Automating psychological hypothesis generation with AI: when large language models meet causal graph

Song Tong,Kai Mao,Zhen Huang,Yukun Zhao,Kaiping Peng
DOI: https://doi.org/10.31234/osf.io/7ck9m
2024-07-16
Abstract:Leveraging the synergy between causal knowledge graphs and a large language model (LLM), our study introduces a groundbreaking approach for computational hypothesis generation in psychology. We analyzed 43,312 psychology articles using a LLM to extract causal relation pairs. This analysis produced a specialized causal graph for psychology. Applying link prediction algorithms, we generated 130 potential psychological hypotheses focusing on `well-being', then compared them against research ideas conceived by doctoral scholars and those produced solely by the LLM. Interestingly, our combined approach of a LLM and causal graphs mirrored the expert-level insights in terms of novelty, clearly surpassing the LLM-only hypotheses (t(59) = 3.34, p=0.007 and t(59) = 4.32, p<0.001, respectively). This alignment was further corroborated using deep semantic analysis. Our results show that combining LLM with machine learning techniques such as causal knowledge graphs can revolutionize automated discovery in psychology, extracting novel insights from the extensive literature. This work stands at the crossroads of psychology and artificial intelligence, championing a new enriched paradigm for data-driven hypothesis generation in psychological research.
Artificial Intelligence,Computers and Society
What problem does this paper attempt to address?
The paper aims to address the issue of automating hypothesis generation in psychological research, specifically by combining large language models (LLMs) with causal graphs to achieve automatic generation of hypotheses in the field of psychology. To achieve this goal, the research team conducted the following work: 1. **Literature Analysis**: Collected 43,312 psychology-related articles from public databases and used large language models to extract causal relationship pairs from them, thereby constructing a specialized psychological causal graph. 2. **Hypothesis Generation**: Applied link prediction algorithms to generate potential psychological hypotheses on the causal graph.
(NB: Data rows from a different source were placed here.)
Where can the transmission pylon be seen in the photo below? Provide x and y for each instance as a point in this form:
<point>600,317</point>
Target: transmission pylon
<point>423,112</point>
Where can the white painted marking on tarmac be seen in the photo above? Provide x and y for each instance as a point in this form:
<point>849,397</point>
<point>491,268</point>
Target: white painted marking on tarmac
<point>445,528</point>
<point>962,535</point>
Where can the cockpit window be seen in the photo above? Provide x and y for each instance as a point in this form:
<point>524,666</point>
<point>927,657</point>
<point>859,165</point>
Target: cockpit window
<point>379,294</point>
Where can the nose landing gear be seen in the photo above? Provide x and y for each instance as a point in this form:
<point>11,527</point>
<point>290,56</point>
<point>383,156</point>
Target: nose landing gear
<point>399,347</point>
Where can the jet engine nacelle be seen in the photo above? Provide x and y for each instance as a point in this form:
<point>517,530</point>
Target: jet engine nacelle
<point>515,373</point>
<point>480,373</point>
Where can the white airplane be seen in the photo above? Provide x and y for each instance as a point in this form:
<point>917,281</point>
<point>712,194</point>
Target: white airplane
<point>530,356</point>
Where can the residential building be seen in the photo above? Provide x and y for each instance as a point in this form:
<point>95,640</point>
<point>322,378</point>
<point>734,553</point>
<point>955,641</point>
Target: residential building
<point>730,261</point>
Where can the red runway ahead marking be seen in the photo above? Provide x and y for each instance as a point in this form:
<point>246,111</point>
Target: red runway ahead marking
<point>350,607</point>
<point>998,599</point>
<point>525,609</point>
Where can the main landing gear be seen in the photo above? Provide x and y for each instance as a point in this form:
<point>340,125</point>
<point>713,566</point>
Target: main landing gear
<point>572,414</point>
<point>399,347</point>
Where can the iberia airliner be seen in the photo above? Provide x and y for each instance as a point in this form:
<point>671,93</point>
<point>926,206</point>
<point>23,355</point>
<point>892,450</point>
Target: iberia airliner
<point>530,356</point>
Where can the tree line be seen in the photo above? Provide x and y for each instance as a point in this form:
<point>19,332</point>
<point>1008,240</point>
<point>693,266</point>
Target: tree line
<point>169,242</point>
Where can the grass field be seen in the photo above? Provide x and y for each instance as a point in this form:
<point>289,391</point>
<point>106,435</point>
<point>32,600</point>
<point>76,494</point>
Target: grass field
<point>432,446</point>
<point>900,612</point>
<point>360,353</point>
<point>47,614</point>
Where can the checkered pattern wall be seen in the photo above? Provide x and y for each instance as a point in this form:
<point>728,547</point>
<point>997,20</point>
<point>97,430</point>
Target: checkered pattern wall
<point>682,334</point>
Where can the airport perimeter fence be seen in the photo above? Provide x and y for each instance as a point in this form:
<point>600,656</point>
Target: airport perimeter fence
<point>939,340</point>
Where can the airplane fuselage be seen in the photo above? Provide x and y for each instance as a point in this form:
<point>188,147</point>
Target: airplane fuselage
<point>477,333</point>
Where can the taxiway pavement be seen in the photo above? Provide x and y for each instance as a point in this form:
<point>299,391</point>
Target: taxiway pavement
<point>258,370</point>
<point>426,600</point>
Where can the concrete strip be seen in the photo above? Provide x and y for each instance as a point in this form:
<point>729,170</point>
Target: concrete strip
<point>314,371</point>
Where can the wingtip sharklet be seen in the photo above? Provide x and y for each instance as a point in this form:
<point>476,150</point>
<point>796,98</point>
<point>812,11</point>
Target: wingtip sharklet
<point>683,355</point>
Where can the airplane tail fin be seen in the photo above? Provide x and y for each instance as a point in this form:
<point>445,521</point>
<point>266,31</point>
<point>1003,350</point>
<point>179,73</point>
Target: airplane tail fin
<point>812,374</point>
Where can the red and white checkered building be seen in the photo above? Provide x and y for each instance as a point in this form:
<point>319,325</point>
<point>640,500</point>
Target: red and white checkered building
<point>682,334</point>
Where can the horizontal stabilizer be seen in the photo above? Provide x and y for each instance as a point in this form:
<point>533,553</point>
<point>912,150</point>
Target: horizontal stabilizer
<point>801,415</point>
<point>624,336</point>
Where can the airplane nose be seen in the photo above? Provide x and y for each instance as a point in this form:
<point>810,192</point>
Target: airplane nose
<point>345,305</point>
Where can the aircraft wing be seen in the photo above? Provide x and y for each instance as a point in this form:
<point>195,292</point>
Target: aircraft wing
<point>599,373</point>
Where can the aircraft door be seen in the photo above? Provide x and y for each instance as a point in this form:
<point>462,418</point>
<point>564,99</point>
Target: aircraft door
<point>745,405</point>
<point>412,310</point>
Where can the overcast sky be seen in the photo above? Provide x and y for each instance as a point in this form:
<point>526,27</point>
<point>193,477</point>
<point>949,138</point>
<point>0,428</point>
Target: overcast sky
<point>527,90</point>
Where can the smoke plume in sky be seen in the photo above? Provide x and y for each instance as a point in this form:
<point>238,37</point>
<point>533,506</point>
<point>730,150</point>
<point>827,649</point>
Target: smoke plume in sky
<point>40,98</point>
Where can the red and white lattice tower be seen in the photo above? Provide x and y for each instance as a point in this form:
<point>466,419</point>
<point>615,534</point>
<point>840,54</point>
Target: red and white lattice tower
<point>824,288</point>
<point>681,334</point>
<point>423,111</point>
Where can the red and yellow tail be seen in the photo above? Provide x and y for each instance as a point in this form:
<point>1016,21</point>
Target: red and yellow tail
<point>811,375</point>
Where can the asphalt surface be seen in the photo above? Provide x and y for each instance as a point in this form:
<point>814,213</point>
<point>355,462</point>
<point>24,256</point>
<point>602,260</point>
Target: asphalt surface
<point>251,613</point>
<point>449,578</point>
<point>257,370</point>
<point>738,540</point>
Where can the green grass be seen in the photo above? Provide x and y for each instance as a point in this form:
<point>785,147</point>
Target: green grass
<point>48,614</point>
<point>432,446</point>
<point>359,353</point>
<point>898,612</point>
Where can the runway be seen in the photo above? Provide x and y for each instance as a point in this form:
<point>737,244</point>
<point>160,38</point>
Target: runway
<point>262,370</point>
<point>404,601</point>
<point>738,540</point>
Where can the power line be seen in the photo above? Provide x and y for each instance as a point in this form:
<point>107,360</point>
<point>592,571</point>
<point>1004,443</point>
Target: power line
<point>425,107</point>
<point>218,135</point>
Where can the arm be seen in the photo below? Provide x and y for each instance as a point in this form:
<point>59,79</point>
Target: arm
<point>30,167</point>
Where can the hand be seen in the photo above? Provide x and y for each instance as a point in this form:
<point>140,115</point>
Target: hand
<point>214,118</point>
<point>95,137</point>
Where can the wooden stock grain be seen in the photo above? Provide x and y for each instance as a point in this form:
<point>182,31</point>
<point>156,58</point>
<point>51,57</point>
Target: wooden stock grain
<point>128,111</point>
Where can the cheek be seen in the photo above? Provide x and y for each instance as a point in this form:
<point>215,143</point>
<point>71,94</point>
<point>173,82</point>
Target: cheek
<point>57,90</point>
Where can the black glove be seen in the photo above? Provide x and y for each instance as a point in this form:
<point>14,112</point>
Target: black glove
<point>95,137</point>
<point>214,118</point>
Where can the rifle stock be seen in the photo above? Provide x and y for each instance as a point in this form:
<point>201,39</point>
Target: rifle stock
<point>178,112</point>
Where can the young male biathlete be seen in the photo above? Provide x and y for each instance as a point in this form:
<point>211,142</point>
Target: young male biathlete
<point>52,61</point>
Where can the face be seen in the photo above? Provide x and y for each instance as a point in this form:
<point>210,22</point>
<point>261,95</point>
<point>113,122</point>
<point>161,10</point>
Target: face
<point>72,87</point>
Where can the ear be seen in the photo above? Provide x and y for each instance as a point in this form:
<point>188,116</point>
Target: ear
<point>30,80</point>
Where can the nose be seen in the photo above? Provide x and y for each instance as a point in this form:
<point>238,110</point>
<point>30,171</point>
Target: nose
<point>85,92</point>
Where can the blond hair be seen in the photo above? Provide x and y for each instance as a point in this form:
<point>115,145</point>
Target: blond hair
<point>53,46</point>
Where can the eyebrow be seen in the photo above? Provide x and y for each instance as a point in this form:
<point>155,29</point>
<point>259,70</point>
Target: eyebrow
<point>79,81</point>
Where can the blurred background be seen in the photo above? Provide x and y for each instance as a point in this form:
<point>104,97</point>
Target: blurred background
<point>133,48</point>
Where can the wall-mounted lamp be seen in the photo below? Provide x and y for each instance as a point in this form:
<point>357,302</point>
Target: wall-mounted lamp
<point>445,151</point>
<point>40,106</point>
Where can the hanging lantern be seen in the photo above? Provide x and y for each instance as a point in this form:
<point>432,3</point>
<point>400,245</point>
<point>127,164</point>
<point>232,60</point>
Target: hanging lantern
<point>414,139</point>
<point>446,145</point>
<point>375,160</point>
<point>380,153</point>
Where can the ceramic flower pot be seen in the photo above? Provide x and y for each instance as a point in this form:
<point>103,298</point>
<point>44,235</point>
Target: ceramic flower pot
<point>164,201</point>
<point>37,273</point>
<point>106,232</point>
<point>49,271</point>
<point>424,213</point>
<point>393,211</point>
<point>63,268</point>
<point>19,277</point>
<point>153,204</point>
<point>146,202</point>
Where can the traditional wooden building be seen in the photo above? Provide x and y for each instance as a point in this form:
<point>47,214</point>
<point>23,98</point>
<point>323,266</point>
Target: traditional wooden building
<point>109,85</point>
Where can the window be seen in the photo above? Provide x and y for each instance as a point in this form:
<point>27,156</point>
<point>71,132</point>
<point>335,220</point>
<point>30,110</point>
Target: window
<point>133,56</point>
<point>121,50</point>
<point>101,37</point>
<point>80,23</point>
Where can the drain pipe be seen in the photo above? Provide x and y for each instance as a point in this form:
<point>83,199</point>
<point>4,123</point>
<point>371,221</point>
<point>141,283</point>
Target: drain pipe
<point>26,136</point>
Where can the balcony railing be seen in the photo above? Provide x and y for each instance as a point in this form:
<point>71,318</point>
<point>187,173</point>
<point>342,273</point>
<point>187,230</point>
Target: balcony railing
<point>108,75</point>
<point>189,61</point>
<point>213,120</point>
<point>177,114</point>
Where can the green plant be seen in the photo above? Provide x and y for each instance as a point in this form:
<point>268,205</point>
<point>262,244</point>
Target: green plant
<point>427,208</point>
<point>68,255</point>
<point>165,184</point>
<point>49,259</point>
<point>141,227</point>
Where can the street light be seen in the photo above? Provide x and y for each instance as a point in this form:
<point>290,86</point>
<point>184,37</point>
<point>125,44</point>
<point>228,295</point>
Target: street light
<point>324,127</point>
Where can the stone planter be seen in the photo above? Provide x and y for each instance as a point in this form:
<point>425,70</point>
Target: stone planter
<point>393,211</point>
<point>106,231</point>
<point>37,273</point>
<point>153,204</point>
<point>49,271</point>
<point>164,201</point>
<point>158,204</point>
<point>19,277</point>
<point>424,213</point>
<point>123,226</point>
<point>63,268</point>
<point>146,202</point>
The research focused on hypotheses related to "well-being." 3. **Comparative Evaluation**: Compared the generated hypotheses with research ideas conceived by doctoral students and hypotheses generated solely by large language models to assess their novelty and practicality. The results showed that the method combining large language models with causal graphs was comparable to expert levels in generating novelty and significantly outperformed hypotheses generated solely by large language models. Additionally, in-depth semantic analysis confirmed the advantages of this method in conceptual integration and semantic scope. This study not only demonstrates the ability to extract causal knowledge from a large body of literature but also provides a new tool and methodology to promote data-driven hypothesis generation in the field of psychology. By combining traditional theory-driven research methods with emerging data-centric research paradigms, this study enriches our understanding of factors influencing psychology, particularly in the field of social psychology.